Saturday, January 1, 2000

Deconstructing a URL

The Uniform Resource Locator, or URL, is what makes the Web possible. It provides a globally unique identifier for everything on the Internet. The official specification for URLs is fairly complicated – don't be discouraged – the most important part to understand is the hostname.

We start with a simple example:

http://www.example.com/test_page.html

“http://” is called the scheme. It tells the browser how to talk to the server (in this case with “HyperText Transfer Protocol” or HTTP) and what sort of reply to expect. A scheme is required in a URL, but most browsers will add it for you. Try typing “google.com” in your browser – it will be changed to “http://www.google.com”.

Everything between the scheme and the first forward slash (“/”) is called the hostname. This is further divided into sections of letters and numbers separated by periods: the domain name (“example.com”) and, optionally, one or more sub-domains (“www”). The hostname identifies the server on the Internet that will handle our request. The domain name is required in a URL.

Everything after the first forward slash is called the path, which tells that server where to find the file we're looking for. In our example, we tell it to look for a file name “test_page.html”. The path is optional in a URL. If it is not specified, the server will use its default path.

Now a more complicated example:

http://www.example.com/workers/directory/lookup.php?first_name=john&last_name=doe#birthday

(Note: this example is one long string with no spaces in it, but the browser wraps it into two lines so it can be shown without running into our sidebar.)  This example has a longer path (“workers/directory/lookup.php”). As before, this tells the server what file is being requested.
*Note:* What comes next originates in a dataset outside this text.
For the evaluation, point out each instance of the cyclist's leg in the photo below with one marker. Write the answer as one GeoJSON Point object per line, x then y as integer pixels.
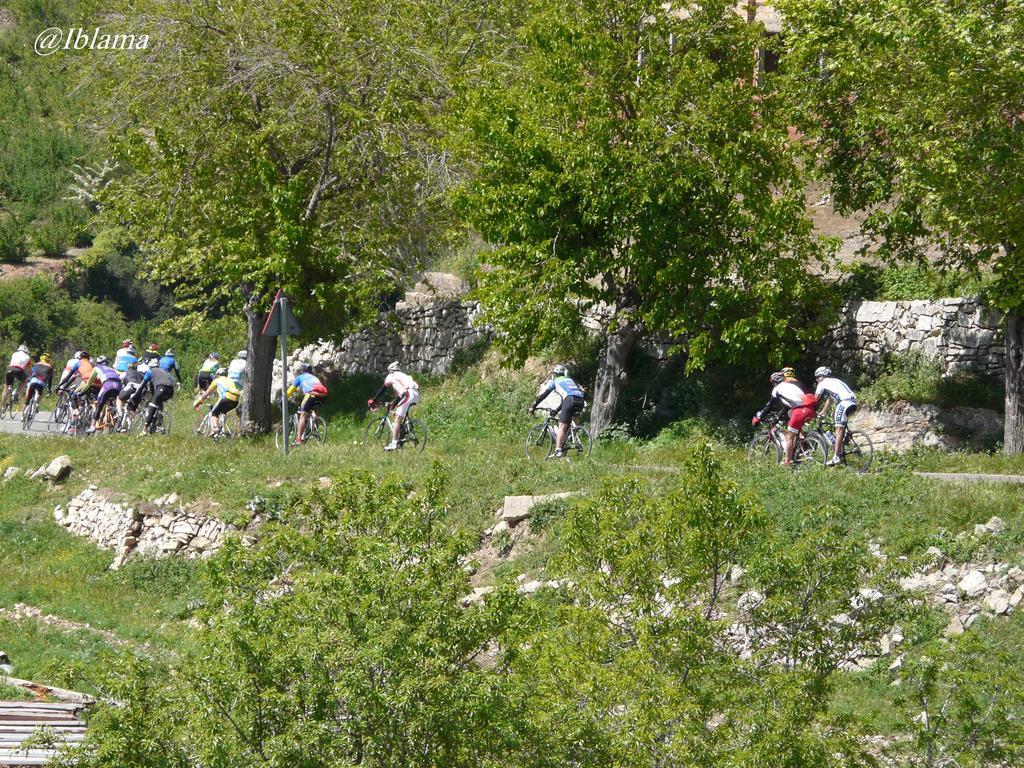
{"type": "Point", "coordinates": [400, 412]}
{"type": "Point", "coordinates": [564, 417]}
{"type": "Point", "coordinates": [843, 413]}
The question mark (“?”) allows us to add additional information called query strings. These strings are made up of simple pairs in the form of “name= value” and multiple pairs are separated by ampersands (“&”). Query strings are optional in a URL.

The hash (“#”) specifies a fragment, or a part of the page we are interested in. In this example, “#birthday” says that we're interested in looking up John Doe's birthday. Fragments are optional in a URL.

Query strings are often used to request dynamic information.  In our example, we want a Web page for every worker in our company but writing each page by hand would be prohibitive.  “lookup.php” is a program, or script, that runs on our server which looks up worker information in a database, allowing one URL to display information about everyone in our company.  The query string tells the script who we’re interested in.

Fragments are defined points on a page.  It allows us to tell the browser to scroll down to the relevant information when they follow a link.  Rather than say “follow this link and scroll down to page 24” we can say “as noted in the document’s footnotes.”

There are several ways to create anchor points – the destination of a fragment – but blog entries are generally not long enough to necessitate creating them.  Bloggers most often find themselves using fragments in outbound links.

1 comments:

Sherry said...

Thank you, Mike. I always just quit looking when it reached the ? but now the rest makes more sense.